Confinement : prison ou matrice ?
De l’étouffement à l’inspiration
Comment vivez-vous ce nouveau semi-confinement ? Vous apparaît-il plutôt comme un emprisonnement ou comme le lieu d’une naissance possible ?
La question peut surprendre. Tant il est vrai que la plupart d’entre nous vivons surtout ce confinement comme un mal nécessaire et essayons de le traverser dans une sorte d’apnée, avant de pouvoir reprendre souffle et vie dès que ce sera possible.

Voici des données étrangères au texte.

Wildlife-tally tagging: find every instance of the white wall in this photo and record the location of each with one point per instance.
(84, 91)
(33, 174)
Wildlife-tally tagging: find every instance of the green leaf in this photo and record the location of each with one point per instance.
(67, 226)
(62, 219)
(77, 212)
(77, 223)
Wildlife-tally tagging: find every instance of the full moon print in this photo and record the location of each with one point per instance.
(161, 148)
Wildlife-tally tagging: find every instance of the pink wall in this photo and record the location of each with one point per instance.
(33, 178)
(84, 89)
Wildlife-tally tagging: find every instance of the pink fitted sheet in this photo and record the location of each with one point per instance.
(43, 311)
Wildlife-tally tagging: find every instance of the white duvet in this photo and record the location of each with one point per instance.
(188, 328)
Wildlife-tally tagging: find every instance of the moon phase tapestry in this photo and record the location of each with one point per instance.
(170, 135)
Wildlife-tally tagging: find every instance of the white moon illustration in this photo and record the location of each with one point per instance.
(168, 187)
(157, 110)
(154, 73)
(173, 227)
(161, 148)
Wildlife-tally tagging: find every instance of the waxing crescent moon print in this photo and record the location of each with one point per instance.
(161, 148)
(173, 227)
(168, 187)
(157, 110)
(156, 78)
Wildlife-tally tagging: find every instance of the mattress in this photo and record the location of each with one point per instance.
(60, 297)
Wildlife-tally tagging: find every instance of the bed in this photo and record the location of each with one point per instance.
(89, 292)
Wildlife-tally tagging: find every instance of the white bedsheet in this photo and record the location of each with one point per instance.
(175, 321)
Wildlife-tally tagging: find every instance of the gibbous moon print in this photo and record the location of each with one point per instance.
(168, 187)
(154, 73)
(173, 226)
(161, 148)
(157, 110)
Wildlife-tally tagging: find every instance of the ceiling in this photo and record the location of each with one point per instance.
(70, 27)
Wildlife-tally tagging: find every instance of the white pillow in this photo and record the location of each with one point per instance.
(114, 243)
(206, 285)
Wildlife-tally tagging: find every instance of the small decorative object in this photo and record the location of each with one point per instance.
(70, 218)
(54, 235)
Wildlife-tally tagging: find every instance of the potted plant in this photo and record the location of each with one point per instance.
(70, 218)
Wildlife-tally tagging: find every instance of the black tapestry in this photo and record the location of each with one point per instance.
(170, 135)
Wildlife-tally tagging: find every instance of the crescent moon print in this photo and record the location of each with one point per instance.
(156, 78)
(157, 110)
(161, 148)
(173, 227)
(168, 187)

N’oublions pas pour autant que même confinée, une vie reste une vie ! Et qu’il nous appartient de savoir quel sens nous voulons lui donner. Pour nous inspirer, je vous propose de nous intéresser au prophète Jonas – mon prophète préféré ! – dont le tout petit livre biblique nous relate qu’il a vécu deux confinements pour le moins contrastés.

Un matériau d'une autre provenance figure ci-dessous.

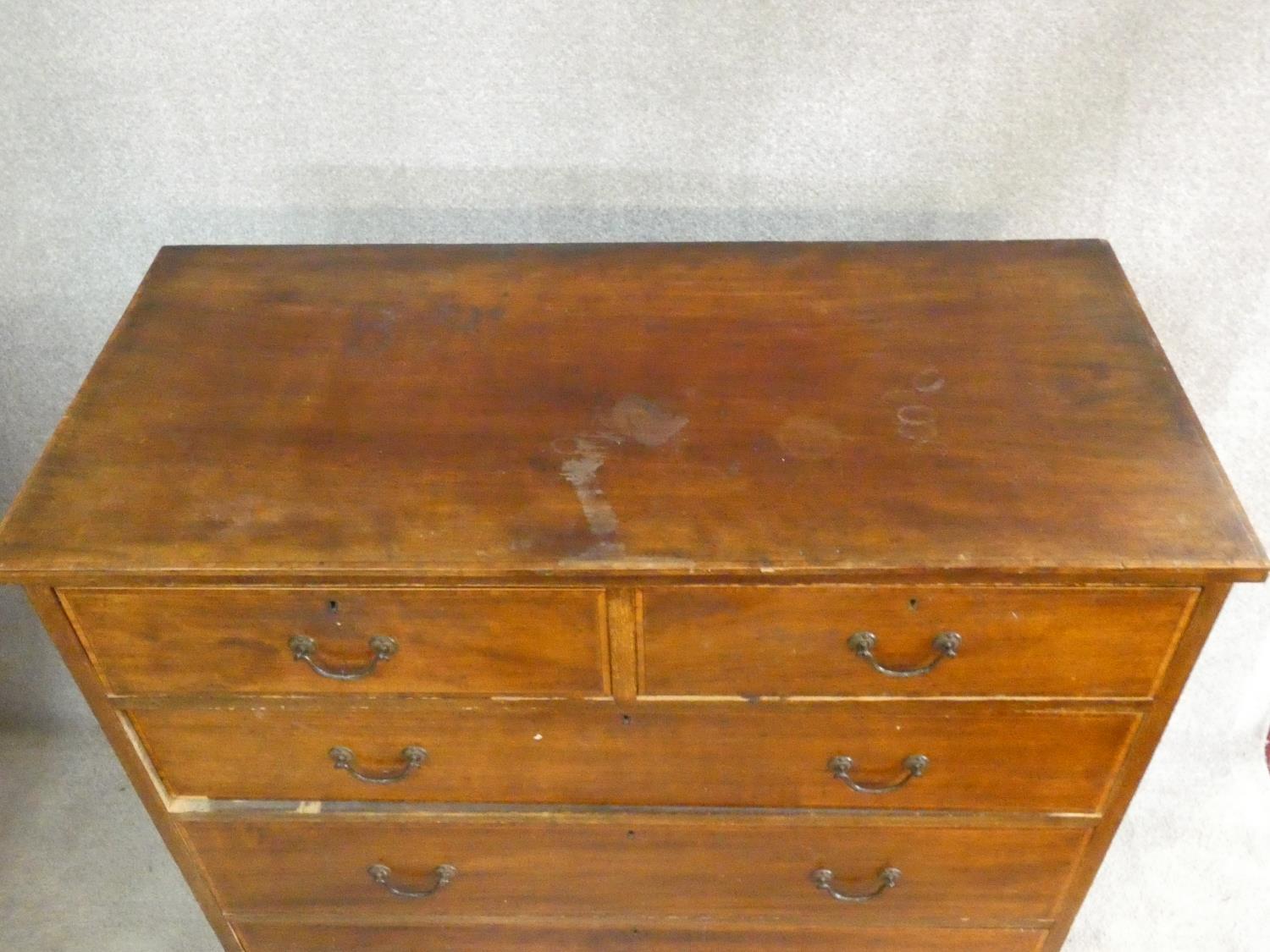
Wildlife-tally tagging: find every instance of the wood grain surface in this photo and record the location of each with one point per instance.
(765, 408)
(672, 754)
(262, 936)
(698, 867)
(449, 641)
(757, 640)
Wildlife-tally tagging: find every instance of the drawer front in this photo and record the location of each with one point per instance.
(301, 937)
(444, 641)
(660, 753)
(637, 866)
(1010, 642)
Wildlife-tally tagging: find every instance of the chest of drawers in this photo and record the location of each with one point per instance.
(632, 597)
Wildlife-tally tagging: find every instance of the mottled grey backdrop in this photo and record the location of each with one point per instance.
(124, 126)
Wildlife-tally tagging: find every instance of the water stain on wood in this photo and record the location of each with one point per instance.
(632, 419)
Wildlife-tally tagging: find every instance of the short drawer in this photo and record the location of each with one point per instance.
(652, 754)
(845, 640)
(305, 937)
(366, 640)
(695, 867)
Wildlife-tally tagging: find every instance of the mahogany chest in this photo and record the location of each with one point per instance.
(632, 597)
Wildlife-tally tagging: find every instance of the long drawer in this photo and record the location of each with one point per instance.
(894, 641)
(360, 640)
(306, 937)
(686, 867)
(973, 757)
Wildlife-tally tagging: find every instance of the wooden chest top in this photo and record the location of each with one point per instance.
(978, 409)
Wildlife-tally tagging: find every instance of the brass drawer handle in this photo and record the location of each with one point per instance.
(442, 876)
(945, 645)
(411, 759)
(914, 764)
(305, 649)
(886, 880)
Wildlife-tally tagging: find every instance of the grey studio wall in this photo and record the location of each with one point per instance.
(124, 126)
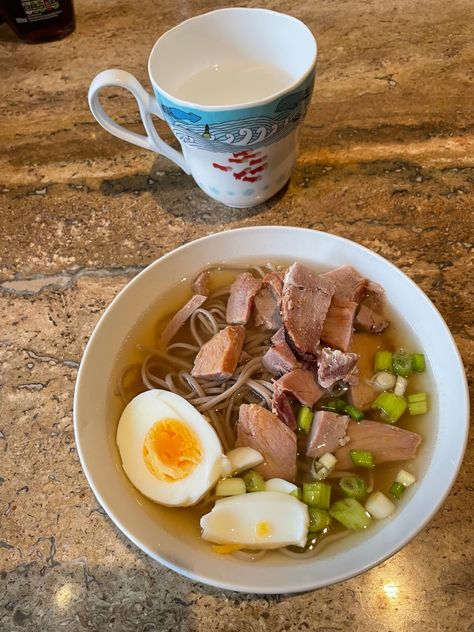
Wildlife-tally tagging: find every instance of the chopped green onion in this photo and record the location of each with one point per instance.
(401, 363)
(353, 487)
(304, 418)
(354, 412)
(383, 361)
(297, 493)
(318, 519)
(379, 506)
(334, 406)
(362, 458)
(350, 513)
(417, 404)
(417, 362)
(405, 478)
(391, 405)
(396, 490)
(317, 494)
(254, 482)
(230, 487)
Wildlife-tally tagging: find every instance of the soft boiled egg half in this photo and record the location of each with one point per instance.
(169, 451)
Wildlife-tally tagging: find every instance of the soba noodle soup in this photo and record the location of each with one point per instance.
(340, 481)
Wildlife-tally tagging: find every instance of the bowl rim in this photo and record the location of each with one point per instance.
(455, 464)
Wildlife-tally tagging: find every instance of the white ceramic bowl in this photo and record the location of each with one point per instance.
(96, 413)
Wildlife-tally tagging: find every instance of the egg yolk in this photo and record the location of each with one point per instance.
(171, 450)
(263, 529)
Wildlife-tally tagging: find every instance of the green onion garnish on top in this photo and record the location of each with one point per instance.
(317, 494)
(392, 406)
(363, 458)
(401, 363)
(417, 404)
(318, 519)
(353, 487)
(304, 418)
(383, 361)
(350, 513)
(417, 362)
(396, 490)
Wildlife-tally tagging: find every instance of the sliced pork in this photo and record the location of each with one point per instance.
(219, 356)
(242, 293)
(339, 323)
(349, 285)
(368, 320)
(280, 359)
(335, 365)
(305, 302)
(260, 429)
(328, 433)
(387, 443)
(181, 317)
(281, 407)
(362, 395)
(301, 385)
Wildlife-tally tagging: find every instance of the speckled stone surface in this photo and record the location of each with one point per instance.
(386, 159)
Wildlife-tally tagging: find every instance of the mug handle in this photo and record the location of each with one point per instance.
(147, 105)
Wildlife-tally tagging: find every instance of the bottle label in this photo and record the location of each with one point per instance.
(37, 10)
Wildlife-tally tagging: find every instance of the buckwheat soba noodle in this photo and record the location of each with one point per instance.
(274, 400)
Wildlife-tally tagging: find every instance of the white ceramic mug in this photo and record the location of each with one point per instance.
(234, 86)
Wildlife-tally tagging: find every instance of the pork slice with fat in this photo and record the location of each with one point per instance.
(387, 443)
(280, 359)
(339, 324)
(301, 385)
(305, 302)
(219, 356)
(242, 293)
(327, 434)
(349, 285)
(335, 365)
(260, 429)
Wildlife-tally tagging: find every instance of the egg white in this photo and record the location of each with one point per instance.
(138, 417)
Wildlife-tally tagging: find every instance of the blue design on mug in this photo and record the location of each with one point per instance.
(236, 130)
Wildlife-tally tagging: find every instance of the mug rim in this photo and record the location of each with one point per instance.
(247, 104)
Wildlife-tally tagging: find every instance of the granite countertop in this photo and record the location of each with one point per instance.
(386, 159)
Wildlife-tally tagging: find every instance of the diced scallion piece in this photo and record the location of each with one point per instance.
(297, 493)
(230, 487)
(400, 386)
(363, 458)
(304, 418)
(401, 363)
(396, 490)
(350, 513)
(383, 361)
(391, 405)
(334, 405)
(254, 482)
(354, 412)
(405, 478)
(417, 404)
(417, 362)
(318, 519)
(379, 506)
(317, 494)
(353, 487)
(384, 381)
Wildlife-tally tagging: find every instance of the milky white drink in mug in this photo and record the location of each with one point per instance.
(234, 86)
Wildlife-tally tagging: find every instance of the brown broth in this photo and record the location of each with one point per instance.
(185, 521)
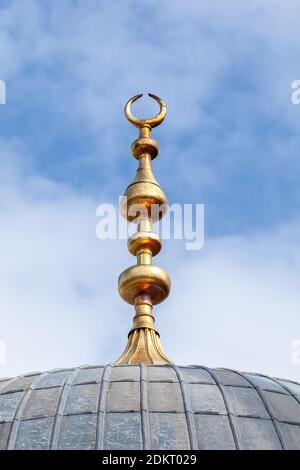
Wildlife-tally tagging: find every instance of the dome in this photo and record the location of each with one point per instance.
(148, 407)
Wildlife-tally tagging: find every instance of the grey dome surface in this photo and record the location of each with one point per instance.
(148, 407)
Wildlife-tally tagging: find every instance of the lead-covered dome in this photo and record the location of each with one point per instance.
(148, 407)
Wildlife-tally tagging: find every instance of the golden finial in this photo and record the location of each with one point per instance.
(144, 284)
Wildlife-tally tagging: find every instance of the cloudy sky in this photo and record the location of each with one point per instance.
(231, 142)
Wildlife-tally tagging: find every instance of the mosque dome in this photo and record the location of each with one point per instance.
(149, 407)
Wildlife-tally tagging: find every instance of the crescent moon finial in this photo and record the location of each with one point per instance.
(151, 122)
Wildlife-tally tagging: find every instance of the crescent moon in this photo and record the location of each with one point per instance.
(151, 122)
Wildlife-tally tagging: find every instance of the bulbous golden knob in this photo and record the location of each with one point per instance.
(149, 280)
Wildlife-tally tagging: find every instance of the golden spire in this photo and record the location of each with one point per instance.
(144, 284)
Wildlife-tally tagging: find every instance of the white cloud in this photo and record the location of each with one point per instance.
(235, 304)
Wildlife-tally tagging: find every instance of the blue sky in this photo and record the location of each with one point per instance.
(230, 141)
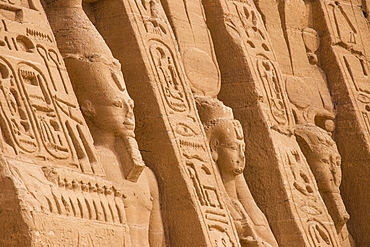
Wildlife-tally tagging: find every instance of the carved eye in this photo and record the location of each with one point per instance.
(118, 103)
(325, 161)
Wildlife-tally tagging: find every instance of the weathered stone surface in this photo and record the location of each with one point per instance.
(250, 125)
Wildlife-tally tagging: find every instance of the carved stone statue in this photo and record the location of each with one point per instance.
(226, 141)
(324, 159)
(108, 109)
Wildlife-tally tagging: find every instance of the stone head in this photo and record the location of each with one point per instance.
(224, 134)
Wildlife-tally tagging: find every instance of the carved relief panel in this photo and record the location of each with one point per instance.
(40, 116)
(188, 149)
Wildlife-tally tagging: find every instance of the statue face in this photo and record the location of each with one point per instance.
(114, 113)
(230, 147)
(327, 163)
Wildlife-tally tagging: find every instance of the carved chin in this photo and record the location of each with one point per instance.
(238, 171)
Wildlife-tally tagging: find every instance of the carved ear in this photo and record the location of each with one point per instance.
(88, 109)
(213, 145)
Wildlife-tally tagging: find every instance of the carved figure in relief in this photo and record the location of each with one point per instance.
(108, 109)
(311, 102)
(325, 162)
(226, 141)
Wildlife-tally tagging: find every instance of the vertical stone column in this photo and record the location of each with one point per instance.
(309, 97)
(196, 48)
(253, 85)
(345, 58)
(47, 152)
(169, 132)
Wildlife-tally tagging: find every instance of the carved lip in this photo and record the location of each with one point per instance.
(129, 123)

Le premier confinement de Jonas
Le premier confinement de Jonas a lieu dans la cale d’un navire. Il y est descendu volontairement pour échapper à Dieu, qui l’avait chargé d’une mission dont il ne voulait pas.
Prophète rebelle ascendant punk, voici donc Jonas embarqué pour Tarsis – aux antipodes de Ninive où Dieu voulait l’envoyer - sur un bateau qu’il a affrété pour lui tout seul. Une fois les indications données aux marins, il se réfugie à fond de cale pour y dormir, malgré la tempête qui s’est levée et qui menace de détruire le navire.
A l’image de ces adolescents qui s’enferment volontairement dans leur chambre à double tour sans plus vouloir en sortir, Jonas boude, dort d’un sommeil de plomb - voire de mort – que rien, pas même les secousses du bateau balloté par la tempête, ne perturbe.
Lorsque le capitaine parvient enfin à le sortir de ce quasi-coma volontaire, Jonas reconnaît alors naïvement qu’il est responsable de la tempête, du fait de sa désobéissance, et que le seul moyen de rétablir la situation est de le jeter par-dessus bord.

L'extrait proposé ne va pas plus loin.